From a Wall Street point of view, it's all tanking. Who knew? Fusion-io, Violin Memory, and Nimble Storage all trade near lows. Oops?
Nimble is the most interesting case. It sells a Seagate-like hybrid drive, but it's market performance is shaky. Fusion-io parts are also server-centric. Which brings up the question: what of memory channel storage? Diablo Tech has been offering flash in DRAM slots for a bit. Again, a tad odd, and server-centric.
None of this would matter much, in that all of these vendors are after the same goal; speeding up data movement within a server. So, why did EMC scarf up DSSD? Read up this write-up, which is largely sound-bytes with EMC's Jeremy Burton. Sounds very much like Linus' observation is beginning to come to fruition. May be.

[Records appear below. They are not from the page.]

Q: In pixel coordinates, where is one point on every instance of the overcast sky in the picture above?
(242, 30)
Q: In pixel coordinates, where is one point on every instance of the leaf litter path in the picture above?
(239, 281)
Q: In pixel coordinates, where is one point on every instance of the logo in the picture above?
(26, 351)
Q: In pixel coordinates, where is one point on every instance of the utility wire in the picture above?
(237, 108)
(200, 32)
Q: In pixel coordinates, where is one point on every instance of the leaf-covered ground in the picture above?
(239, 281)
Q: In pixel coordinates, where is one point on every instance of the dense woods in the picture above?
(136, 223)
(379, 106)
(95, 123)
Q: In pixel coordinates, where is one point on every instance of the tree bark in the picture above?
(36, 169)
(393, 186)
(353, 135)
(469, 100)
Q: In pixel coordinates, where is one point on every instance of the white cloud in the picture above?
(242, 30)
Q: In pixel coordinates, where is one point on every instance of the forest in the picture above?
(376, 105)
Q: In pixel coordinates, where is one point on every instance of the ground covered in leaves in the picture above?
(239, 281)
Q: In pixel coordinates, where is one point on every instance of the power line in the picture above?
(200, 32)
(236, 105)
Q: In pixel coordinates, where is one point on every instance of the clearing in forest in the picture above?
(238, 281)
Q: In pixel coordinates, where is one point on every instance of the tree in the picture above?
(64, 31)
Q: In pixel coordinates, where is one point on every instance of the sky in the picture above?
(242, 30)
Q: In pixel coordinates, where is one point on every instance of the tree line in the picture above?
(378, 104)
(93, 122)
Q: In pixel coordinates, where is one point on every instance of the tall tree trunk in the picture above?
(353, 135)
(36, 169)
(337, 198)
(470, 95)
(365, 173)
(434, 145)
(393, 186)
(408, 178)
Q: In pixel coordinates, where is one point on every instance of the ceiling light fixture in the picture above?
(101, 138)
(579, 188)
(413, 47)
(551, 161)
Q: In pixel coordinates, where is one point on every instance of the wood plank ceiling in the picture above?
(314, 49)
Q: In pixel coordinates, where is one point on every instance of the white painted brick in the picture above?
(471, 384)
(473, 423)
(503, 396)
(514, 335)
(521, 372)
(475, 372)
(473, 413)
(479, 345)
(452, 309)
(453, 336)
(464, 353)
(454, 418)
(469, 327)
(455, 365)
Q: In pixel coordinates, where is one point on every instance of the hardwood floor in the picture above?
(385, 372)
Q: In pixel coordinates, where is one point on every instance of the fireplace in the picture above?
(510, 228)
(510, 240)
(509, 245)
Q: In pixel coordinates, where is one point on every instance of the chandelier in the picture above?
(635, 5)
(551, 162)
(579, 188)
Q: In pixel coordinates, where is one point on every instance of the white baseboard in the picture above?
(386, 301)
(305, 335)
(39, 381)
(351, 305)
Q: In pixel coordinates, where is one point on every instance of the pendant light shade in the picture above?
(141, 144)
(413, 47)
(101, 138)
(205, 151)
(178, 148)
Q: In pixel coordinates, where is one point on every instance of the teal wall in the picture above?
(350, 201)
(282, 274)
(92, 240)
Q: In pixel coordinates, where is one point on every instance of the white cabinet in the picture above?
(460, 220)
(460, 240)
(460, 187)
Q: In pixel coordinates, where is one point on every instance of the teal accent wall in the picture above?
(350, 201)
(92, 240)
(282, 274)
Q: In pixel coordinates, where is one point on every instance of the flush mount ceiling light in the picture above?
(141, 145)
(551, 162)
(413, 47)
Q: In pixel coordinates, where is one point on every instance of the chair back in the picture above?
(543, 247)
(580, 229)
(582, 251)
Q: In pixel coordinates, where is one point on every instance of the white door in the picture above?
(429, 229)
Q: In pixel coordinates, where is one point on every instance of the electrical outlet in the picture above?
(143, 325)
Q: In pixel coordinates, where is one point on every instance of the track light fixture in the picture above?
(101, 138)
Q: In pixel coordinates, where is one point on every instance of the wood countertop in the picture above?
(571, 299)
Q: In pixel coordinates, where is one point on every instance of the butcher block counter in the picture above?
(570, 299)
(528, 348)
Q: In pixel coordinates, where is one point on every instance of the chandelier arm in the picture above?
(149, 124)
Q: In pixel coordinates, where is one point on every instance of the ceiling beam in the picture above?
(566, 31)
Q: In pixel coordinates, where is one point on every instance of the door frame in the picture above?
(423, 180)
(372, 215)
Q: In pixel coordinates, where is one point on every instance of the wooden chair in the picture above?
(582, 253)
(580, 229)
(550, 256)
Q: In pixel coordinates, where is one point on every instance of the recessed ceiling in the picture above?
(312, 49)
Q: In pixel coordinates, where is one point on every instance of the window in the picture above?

The DSSD machine is attached through the PCIe connector on a server. However, unlike PCIe devices from Fusion-io, the DSSD machine is connected remotely, rather than sitting inside each server. And so it acts as a pool of storage that fulfills some of the function of a traditional array, but without the latency introduced by traditional connections through fibre channel, ethernet, and interfaces such as "iSCSCI," says Burton.
What neither Burton nor the author address is the elephant in the room: Big Data and Big Analytics remain in the RBAR world, and for that purpose, 15K discs spitting out flatfile record after flatfile record is the bee's knees. Not to mention that analytics software (I'm talkin' to you, R) tends to do its iteration in its high-level code. A few milliseconds of latency won't matter. Refactoring those flatfile images to something more efficient, and with an engine which is inherently parallel (not, alas, Postgres), gains one a lot of speed. Except for corner cases such as median, the only reason quant software has been stuck with RBAR paradigms is that most practitioners still have Σ tattooed in their brains.
Interestingly, Violin has some quotes on its site's pages. I like this one.
If we had invented flash 50 years ago would we now package it up to look like disk drives? The short answer is "NO".
~Robin Harris, StorageMojo
While Harris doesn't, that I can find, display Linus' assertion, reading some of his posts might lead one to conclude that he agrees.
Organic Normal Form™ databases should be next on the agenda. Get all that silly, flabby, flatulent, flatfile Big Data under control.